Comment porter à l’écran "Retour à Reims "(Fayard, 2009) – par ailleurs objet d’une adaptation théâtrale de Thomas Ostermeier en 2017 –, le magistral et tranchant best-seller de Didier Eribon, récit autobiographique et sociologique passant volontiers d’une temporalité à l’autre ? Jean-Gabriel Périot ("Une jeunesse allemande") a rétabli la chronologie et pris comme fil conducteur l’histoire de la classe ouvrière, en s’attachant aux trajectoires des parents de l’auteur, notamment de sa mère. Placée à l’hospice de la Charité quand sa propre mère partit travailler en Allemagne après la défaite de 1940, celle-ci dut renoncer à devenir institutrice. Contrainte par l’institution de se mettre au travail après le certificat d’études, elle devint employée de maison, métier tacitement en butte au harcèlement des maîtres de maison, et épousa un ouvrier. "Les lois de l’endogamie sociale sont aussi fortes que celles de la reproduction scolaire, et étroitement liées à celle-ci", écrira Didier Eribon, au sujet de leur rencontre dans un bal populaire.

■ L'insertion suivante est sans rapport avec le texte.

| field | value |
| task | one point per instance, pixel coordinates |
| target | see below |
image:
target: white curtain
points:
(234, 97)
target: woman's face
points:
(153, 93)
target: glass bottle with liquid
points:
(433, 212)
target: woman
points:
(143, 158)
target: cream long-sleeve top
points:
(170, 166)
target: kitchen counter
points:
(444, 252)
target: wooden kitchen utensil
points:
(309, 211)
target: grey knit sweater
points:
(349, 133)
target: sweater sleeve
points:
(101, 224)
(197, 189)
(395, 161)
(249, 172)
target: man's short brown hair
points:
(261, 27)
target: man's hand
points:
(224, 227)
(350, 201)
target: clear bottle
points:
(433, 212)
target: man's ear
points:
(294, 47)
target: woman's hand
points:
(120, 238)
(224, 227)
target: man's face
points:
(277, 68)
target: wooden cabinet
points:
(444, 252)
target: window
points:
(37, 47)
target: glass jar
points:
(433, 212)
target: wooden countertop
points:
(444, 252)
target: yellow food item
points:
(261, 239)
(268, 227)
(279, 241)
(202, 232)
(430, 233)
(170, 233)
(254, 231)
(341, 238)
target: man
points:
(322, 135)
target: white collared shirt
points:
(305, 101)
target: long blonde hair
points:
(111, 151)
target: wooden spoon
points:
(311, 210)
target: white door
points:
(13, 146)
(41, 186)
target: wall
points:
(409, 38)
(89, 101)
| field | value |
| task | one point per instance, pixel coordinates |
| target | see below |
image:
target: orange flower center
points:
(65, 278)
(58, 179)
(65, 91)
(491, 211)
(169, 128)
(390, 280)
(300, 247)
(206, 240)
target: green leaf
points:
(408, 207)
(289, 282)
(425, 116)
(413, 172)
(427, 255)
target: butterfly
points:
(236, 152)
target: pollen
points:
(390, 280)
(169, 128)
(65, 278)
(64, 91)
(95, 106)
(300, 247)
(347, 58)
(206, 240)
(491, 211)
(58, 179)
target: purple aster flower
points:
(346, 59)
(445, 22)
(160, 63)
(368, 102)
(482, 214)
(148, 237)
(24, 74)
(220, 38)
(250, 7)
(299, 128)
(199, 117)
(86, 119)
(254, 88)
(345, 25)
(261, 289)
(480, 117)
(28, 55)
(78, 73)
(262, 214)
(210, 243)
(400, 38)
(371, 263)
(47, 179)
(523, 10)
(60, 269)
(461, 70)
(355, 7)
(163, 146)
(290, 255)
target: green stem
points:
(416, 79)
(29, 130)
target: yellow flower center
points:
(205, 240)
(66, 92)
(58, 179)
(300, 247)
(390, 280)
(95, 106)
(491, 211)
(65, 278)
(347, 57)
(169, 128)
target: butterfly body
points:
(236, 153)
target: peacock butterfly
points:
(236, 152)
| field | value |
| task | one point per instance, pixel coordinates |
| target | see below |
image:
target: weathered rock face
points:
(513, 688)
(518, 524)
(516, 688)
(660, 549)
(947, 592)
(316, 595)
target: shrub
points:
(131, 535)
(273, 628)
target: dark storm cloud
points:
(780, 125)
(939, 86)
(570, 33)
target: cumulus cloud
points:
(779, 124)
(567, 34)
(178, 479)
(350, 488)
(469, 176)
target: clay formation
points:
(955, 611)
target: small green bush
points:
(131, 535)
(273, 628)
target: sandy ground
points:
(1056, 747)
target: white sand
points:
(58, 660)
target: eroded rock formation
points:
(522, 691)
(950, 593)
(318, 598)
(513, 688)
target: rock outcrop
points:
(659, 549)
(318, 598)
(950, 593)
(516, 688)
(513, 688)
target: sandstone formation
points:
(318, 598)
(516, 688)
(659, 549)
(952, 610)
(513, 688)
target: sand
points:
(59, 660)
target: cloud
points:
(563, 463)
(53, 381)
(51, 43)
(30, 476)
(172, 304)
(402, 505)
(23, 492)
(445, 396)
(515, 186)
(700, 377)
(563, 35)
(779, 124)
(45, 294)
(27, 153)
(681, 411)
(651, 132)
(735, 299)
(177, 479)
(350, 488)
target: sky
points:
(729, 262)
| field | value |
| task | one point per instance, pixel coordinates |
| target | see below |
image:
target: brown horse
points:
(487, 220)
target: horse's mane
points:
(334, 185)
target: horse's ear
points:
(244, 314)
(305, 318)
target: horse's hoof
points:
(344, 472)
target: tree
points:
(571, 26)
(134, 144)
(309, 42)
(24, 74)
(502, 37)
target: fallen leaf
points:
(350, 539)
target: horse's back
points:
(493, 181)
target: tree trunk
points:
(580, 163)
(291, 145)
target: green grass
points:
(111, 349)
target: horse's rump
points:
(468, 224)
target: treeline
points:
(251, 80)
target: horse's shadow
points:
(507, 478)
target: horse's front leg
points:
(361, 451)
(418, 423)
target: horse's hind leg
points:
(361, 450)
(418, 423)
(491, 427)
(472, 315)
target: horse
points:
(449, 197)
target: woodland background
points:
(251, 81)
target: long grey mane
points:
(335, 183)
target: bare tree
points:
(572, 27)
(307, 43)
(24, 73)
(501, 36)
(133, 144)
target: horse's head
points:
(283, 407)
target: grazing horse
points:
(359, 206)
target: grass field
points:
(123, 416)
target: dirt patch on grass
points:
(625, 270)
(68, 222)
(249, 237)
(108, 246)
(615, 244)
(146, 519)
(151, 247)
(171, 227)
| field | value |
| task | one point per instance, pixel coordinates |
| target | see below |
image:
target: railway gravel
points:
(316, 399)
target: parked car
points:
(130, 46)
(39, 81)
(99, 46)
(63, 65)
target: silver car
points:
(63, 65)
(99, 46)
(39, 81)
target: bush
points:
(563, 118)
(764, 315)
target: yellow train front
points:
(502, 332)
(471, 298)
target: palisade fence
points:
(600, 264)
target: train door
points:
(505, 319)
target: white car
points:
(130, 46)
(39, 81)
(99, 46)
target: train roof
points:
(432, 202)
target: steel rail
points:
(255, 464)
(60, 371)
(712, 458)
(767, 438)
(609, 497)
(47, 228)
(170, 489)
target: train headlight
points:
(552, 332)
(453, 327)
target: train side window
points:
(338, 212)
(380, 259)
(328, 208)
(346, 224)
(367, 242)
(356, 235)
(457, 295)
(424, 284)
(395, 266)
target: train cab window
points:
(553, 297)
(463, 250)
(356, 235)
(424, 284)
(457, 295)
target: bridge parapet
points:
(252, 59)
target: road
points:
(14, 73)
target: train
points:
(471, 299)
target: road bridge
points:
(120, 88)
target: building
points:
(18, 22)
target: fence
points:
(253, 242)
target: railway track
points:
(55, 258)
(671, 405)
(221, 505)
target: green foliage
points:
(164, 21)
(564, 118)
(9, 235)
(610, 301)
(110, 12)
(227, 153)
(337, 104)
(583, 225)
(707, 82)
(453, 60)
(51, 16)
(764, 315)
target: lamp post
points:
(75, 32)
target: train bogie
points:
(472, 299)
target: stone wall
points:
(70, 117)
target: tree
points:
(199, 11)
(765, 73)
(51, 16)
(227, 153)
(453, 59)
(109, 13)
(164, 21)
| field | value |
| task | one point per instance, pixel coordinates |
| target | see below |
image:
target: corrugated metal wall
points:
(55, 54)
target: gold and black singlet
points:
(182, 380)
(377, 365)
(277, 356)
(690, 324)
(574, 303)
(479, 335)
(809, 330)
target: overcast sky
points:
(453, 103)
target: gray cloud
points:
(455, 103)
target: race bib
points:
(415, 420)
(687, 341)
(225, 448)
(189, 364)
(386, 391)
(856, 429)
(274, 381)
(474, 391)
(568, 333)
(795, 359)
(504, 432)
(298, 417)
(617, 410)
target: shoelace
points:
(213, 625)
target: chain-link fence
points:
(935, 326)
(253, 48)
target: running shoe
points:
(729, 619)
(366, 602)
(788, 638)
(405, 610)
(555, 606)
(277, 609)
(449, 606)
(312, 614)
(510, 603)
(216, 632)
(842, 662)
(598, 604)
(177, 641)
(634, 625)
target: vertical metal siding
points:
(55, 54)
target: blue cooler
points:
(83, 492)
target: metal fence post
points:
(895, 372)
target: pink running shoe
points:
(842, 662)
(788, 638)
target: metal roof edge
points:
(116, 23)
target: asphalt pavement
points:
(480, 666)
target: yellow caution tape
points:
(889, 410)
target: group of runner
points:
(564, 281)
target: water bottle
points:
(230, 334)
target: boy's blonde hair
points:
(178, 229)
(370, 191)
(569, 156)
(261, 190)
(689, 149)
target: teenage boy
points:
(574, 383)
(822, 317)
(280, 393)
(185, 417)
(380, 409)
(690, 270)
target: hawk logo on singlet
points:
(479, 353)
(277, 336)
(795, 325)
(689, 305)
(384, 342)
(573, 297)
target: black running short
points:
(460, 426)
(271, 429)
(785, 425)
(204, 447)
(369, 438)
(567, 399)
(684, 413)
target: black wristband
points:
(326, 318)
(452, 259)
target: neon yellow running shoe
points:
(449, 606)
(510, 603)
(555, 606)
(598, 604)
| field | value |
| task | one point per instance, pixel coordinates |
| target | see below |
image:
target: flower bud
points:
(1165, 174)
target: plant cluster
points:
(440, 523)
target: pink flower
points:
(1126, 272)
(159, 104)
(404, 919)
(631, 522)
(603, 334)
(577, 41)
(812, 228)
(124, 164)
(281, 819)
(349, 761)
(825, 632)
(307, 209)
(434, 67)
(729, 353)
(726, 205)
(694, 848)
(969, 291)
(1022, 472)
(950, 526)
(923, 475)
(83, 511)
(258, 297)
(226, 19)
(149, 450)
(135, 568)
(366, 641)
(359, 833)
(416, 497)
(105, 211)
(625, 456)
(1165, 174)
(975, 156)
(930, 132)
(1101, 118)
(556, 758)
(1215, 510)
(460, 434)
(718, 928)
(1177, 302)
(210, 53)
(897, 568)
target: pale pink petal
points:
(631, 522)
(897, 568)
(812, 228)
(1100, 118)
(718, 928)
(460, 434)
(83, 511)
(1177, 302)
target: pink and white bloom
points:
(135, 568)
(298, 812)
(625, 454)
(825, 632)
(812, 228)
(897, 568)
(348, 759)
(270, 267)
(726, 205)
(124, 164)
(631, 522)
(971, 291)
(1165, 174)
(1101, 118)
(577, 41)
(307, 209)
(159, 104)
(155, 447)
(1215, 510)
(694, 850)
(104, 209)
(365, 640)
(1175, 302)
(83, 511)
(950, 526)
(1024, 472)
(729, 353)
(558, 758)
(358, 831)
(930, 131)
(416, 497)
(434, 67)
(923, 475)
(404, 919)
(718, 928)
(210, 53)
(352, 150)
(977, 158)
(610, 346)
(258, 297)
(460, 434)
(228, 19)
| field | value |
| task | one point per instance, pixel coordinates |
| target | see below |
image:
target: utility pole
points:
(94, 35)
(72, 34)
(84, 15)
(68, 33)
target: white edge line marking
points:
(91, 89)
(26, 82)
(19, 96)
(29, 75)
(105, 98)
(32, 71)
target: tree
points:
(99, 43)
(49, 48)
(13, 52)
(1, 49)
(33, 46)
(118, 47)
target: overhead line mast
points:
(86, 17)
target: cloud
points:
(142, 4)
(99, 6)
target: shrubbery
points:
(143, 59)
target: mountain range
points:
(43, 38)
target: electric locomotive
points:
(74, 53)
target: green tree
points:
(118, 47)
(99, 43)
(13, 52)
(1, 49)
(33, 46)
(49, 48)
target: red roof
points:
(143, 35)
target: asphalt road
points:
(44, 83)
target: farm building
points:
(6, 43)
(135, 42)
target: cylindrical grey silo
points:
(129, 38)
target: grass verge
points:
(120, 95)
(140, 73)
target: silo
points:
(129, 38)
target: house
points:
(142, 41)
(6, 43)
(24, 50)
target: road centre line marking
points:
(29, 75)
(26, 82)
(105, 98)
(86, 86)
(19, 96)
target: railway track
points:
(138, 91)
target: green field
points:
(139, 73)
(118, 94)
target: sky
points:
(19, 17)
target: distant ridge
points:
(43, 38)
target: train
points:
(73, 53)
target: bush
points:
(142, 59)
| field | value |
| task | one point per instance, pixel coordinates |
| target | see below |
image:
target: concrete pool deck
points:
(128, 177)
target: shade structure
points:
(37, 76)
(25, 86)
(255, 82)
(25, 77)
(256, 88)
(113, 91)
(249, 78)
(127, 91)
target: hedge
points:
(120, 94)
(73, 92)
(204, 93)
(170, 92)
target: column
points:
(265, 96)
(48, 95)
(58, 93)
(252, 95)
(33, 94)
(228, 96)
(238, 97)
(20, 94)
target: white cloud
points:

Violence physique de l’exploitation
De même que le philosophe et sociologue entrecroise son histoire familiale et celle de la société française, Jean-Gabriel Périot, par un remarquable tissage d’archives et un montage sensible, amplifie la portée du récit en lui donnant mille visages, ceux des travailleurs pauvres, des ouvriers et femmes de ménage des années 1950, tour à tour "remontés" ou résignés, au ras-le-bol des "gilets jaunes" évoqué dans l’épilogue combatif du film. Images d’actualité, témoignages, extraits de documentaires, de mélodrames ou de films réalistes se superposent aux "fragments" de l’ouvrage, prose incisive lue avec une belle sobriété par Adèle Haenel. Un reportage sur les jeunes ouvrières des conserveries de Boulogne-sur-Mer, qui triment 9 à 12 heures par jour "les pieds dans l’eau et les mains dans la glace", ou une famille à l’étroit dans une chambre meublée montrent les répercussions concrètes, la violence physique de l’exploitation, en écho au grand-père ébéniste de Didier Eribon, "qui se tuait littéralement à la tâche". Le film met aussi en exergue des mécanismes d’exclusion si ancrés qu’ils en deviennent automatiques, à travers les témoignages de jeunes gens qui ont renoncé d’eux-mêmes aux études et rejoint l’usine à 14 ans, âge qui marquait alors la fin de l’école obligatoire. Des images d’actualité retraçant la montée du Front national illustrent enfin l’une des pièces maîtresses du livre : l’idée selon laquelle le monde ouvrier, ne se sentant plus représenté par la gauche, s’est détourné du Parti communiste pour se reformer subrepticement derrière Jean-Marie Le Pen et ses idées d’extrême droite, ultime recours pour défendre son identité collective. Une histoire douloureuse et passionnante, qui fait resurgir avec force un monde ouvrier prétendument dissous dans le grand bain du capitalisme, et son corollaire, la lutte des classes.